Avant de lancer un projet dont la VAN calculée ressort positive, quelques vérifications s'imposent :

  • La marge brute dégagée par l'activité existante permet-elle d'absorber le besoin en fonds de roulement supplémentaire du projet ?
  • Les fonds propres et la capacité d'emprunt sont-ils suffisants pour financer l'investissement sans dégrader le ratio d'endettement ni la liquidité de l'entreprise ?
  • Le compte de résultat prévisionnel intègre-t-il correctement les amortissements du nouvel investissement, un poste qui pèse sur les profits comptables sans jamais sortir de trésorerie ?

Cette vigilance vaut aussi hors de l'entreprise. Un investisseur qui évalue un investissement locatif ou un investissement immobilier applique la même logique de VAN, en actualisant les loyers nets (les cash-flows) et en les comparant au prix d'achat, tout en surveillant ses propres délais de paiement, ses dettes locatives et l'indice de profitabilité du bien : la VAN rapportée au montant investi, un ratio qui permet de comparer des projets de tailles très différentes. Dans tous les cas, le calcul repose sur les mêmes briques : des flux financiers fiables, un suivi précis des encaissements et des décaissements, et une vision claire de la trésorerie de l'entreprise à chaque étape du projet.

Présenter un projet à VAN positive à son banquier : ce que regarde l'analyse financière

Un chef d'entreprise qui présente un projet à VAN positive à son banquier ou à son expert-comptable doit s'attendre à une analyse financière plus large que le seul calcul de VAN, qui reste un indicateur parmi d'autres. Le premier réflexe consiste à regarder le bilan fonctionnel de l'entreprise : au passif, la structure financière oppose les ressources financières stables (capitaux propres, dettes financières à moyen-terme) aux emplois stables ; à l'actif, le cycle d'exploitation confronte l'actif circulant, essentiellement les créances clients, aux dettes fournisseurs. L'entreprise doit anticiper le besoin de financement généré par les décalages entre encaissements et décaissements, faute de quoi même un cash-flow prévisionnel solide peut se heurter à un problème de trésorerie nette.

Le banquier regarde aussi la capacité d'autofinancement (CAF), c'est-à-dire la ressource générée par l'exploitation de l'entreprise une fois les dotations aux amortissements et les provisions réintégrées à l'excédent brut d'exploitation (EBE). Cette CAF mesure la capacité de l'entreprise à rembourser de nouvelles dettes financières sans mettre en péril sa trésorerie nette. Dans un business-plan, ces soldes intermédiaires de gestion doivent être présentés avec la même rigueur que le calcul de VAN lui-même : un investisseur ou un banquier ne finance jamais un projet isolément, il évalue la situation financière globale de l'entreprise et la part de dividendes qu'elle prévoit encore de distribuer malgré le nouvel investissement.
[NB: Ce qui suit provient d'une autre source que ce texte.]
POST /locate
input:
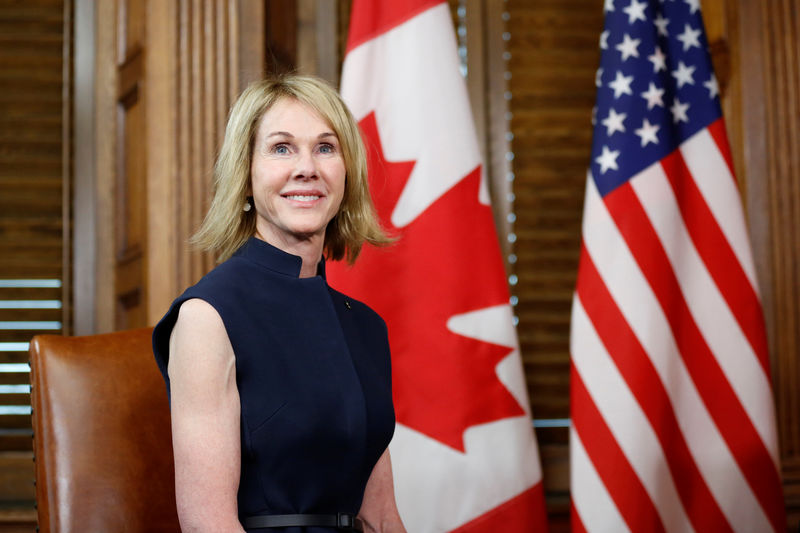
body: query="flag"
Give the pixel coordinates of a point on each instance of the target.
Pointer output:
(673, 423)
(464, 455)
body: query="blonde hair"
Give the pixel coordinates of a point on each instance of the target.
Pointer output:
(226, 226)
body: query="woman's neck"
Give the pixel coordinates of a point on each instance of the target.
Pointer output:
(309, 250)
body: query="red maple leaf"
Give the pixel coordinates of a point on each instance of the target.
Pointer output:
(445, 262)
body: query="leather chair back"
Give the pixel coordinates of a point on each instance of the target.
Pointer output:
(102, 439)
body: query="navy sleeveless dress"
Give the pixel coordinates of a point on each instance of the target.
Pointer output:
(314, 380)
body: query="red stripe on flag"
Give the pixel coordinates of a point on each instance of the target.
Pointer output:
(720, 136)
(718, 256)
(369, 18)
(575, 518)
(642, 378)
(719, 397)
(623, 485)
(521, 514)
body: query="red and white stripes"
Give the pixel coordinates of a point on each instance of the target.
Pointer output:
(673, 421)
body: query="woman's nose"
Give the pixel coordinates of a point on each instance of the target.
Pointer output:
(305, 166)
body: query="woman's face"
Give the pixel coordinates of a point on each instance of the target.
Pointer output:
(297, 175)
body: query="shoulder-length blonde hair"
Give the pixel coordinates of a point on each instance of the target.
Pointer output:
(226, 226)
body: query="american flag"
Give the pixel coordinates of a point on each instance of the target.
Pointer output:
(673, 425)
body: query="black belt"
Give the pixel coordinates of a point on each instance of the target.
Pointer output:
(343, 521)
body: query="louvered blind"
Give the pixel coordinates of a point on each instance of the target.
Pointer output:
(31, 206)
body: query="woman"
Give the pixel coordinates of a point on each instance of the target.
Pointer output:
(280, 387)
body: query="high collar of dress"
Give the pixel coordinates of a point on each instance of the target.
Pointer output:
(275, 259)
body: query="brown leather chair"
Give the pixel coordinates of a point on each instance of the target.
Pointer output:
(102, 441)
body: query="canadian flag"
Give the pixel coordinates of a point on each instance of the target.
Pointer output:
(464, 454)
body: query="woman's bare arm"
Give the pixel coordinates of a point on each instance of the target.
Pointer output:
(379, 508)
(205, 420)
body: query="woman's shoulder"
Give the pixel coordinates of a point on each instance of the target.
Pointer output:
(359, 308)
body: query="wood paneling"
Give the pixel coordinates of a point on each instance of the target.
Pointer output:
(161, 100)
(34, 231)
(779, 181)
(553, 57)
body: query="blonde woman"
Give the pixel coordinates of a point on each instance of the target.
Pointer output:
(280, 386)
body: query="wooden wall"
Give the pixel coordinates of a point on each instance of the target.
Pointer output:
(163, 76)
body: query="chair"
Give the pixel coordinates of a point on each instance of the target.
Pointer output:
(102, 440)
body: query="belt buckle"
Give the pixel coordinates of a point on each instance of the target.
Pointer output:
(344, 521)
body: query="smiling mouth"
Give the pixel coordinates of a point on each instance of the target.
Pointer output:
(303, 197)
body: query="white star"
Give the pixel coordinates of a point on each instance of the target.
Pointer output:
(679, 111)
(712, 86)
(635, 11)
(648, 133)
(684, 74)
(661, 24)
(614, 122)
(654, 96)
(608, 159)
(659, 60)
(604, 40)
(628, 47)
(621, 85)
(693, 4)
(689, 37)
Aller plus loin : suivre la rentabilité au-delà du seul calcul de VAN

La VAN donne une photographie à l'instant du lancement, mais elle mérite d'être recroisée avec le niveau d'excédent brut d'exploitation généré par l'activité existante, ainsi qu'avec une vision globale de la santé financière de l'entreprise. Un projet rentable sur le papier peut fragiliser une structure déjà tendue en trésorerie. À l'inverse, une entreprise en bonne santé financière peut se permettre d'accepter un projet à VAN plus modeste, en misant sur les optionnalités qu'il ouvre : nouveau marché, nouvelle compétence, nouvelle relation client.

La VAN n'a rien d'un exercice académique réservé aux grands groupes. Bien utilisée, avec un taux d'actualisation réaliste et des flux de trésorerie vérifiés, elle évite d'engager du cash sur un projet séduisant en apparence mais mal calibré. Le bon réflexe reste le même : calculer, vérifier la sensibilité du résultat au taux retenu, puis financer sans attendre les projets qui passent le test.